Le document (Climate Change Implications for Food Security and Natural Resources Management in Africa) (1) met en garde sur le fait qu’il n’est plus possible de continuer comme si de rien n’était, et exhorte les gouvernements africains à « accorder la priorité à des mesures ciblées sur l’essor de l’agriculture et la gestion durable des ressources naturelles ».

Un tiers de la population africaine vit dans des zones sujettes à la sécheresse et sur les dix plus grandes villes d’Afrique, six sont situées sur le littoral. Or, ces deux typologies sont vulnérables aux changements climatiques.

Le changement climatique touchera les pays africains les plus pauvres de façon disproportionnée, et les plus lourdes répercussions se feront sentir sur leurs habitants les plus démunis. L’agriculteur africain de subsistance compte parmi les plus vulnérables et les individus ayant de moindres capacités d’adaptation seront frappés le plus durement.

Aliments locaux

L’adaptation au changement climatique par des pratiques durables, notamment la promotion et la protection des aliments traditionnels et locaux et des savoirs agricoles, devrait constituer une priorité, affirme le document.

Le changement climatique affectant les plus pauvres, des politiques de développement sont indispensables pour les groupes les plus vulnérables, plus particulièrement les femmes dont la charge de travail s’alourdira suite aux impacts du changement climatique sur les ressources en eau et en terres.

Le document note également un besoin urgent de promouvoir et de renforcer les capacités de l’Initiative de la FAO de gestion durable des terres (GDT) en Afrique qui utilise les connaissances pour atténuer les impacts du changement climatique en intégrant la gestion des terres, de l’eau, de la biodiversité et de l’environnement.

Marchés du carbone

Le document fait en outre remarquer que les pays africains disposent d’un potentiel croissant pour tirer profit du marché du carbone et autres instruments internationaux tels que le Mécanisme de développement propre. Les stratégies de réduction des émissions de carbone par des projets de boisement et de reboisement communautaires peuvent créer des synergies pour accroître la production vivrière des petits paysans.

La réunion de cinq jours examinera, entre autres, les effets de la flambée des prix des aliments sur la sécurité alimentaire en Afrique et les enjeux et opportunités liés à la production de biocarburants dans les pays africains.

.....................................

Note :

(1) http://www.fao.org/docrep/meeting/0...
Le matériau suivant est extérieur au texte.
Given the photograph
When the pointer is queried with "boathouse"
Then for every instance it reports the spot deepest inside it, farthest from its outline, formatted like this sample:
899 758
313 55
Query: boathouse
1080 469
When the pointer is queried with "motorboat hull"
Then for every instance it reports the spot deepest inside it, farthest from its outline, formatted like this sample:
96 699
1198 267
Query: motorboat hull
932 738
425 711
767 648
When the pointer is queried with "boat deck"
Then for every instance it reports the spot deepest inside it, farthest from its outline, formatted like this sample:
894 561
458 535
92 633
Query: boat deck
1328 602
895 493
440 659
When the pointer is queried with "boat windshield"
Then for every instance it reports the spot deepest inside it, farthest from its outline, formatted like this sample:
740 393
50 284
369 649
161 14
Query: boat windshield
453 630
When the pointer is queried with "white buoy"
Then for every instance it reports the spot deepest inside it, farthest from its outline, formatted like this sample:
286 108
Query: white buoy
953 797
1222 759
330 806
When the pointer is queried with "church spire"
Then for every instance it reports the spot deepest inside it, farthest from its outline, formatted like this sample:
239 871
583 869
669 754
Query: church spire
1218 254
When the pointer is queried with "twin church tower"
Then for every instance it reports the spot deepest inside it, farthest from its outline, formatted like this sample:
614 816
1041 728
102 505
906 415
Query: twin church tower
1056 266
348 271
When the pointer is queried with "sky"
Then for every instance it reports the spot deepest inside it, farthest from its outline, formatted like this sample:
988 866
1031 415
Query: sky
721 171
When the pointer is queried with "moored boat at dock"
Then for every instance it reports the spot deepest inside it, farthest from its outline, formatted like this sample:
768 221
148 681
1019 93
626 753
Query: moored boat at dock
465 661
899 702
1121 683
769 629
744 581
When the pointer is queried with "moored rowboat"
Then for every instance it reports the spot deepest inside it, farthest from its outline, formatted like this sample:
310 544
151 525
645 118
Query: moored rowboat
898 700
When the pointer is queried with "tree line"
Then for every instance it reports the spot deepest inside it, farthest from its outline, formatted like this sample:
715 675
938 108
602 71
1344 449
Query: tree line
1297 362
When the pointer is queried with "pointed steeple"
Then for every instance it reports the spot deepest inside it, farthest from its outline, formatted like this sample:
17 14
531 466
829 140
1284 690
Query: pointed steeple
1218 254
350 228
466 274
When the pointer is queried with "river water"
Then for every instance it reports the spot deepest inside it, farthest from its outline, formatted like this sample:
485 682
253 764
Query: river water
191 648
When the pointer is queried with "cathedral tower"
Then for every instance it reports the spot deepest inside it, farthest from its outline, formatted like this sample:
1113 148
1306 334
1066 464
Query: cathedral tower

---------------------------------------------------


Puisque vous êtes ici…

… nous avons une faveur à vous demander. La crise écologique ne bénéficie pas d’une couverture médiatique à la hauteur de son ampleur, de sa gravité, et de son urgence. Reporterre s’est donné pour mission d’informer et d’alerter sur cet enjeu qui conditionne, selon nous, tous les autres enjeux au XXIe siècle. Pour cela, le journal produit chaque jour, grâce à une équipe de journalistes professionnels, des articles, des reportages et des enquêtes en lien avec la crise environnementale et sociale. Contrairement à de nombreux médias, Reporterre est totalement indépendant : géré par une association à but non lucratif, le journal n’a ni propriétaire ni actionnaire. Personne ne nous dicte ce que nous devons publier, et nous sommes insensibles aux pressions. Reporterre ne diffuse aucune publicité ; ainsi, nous n’avons pas à plaire à des annonceurs et nous n’incitons pas nos lecteurs à la surconsommation. Cela nous permet d’être totalement libres de nos choix éditoriaux. Tous les articles du journal sont en libre accès, car nous considérons que l’information doit être accessible à tous, sans condition de ressources. Tout cela, nous le faisons car nous pensons qu’une information fiable et transparente sur la crise environnementale et sociale est une partie de la solution.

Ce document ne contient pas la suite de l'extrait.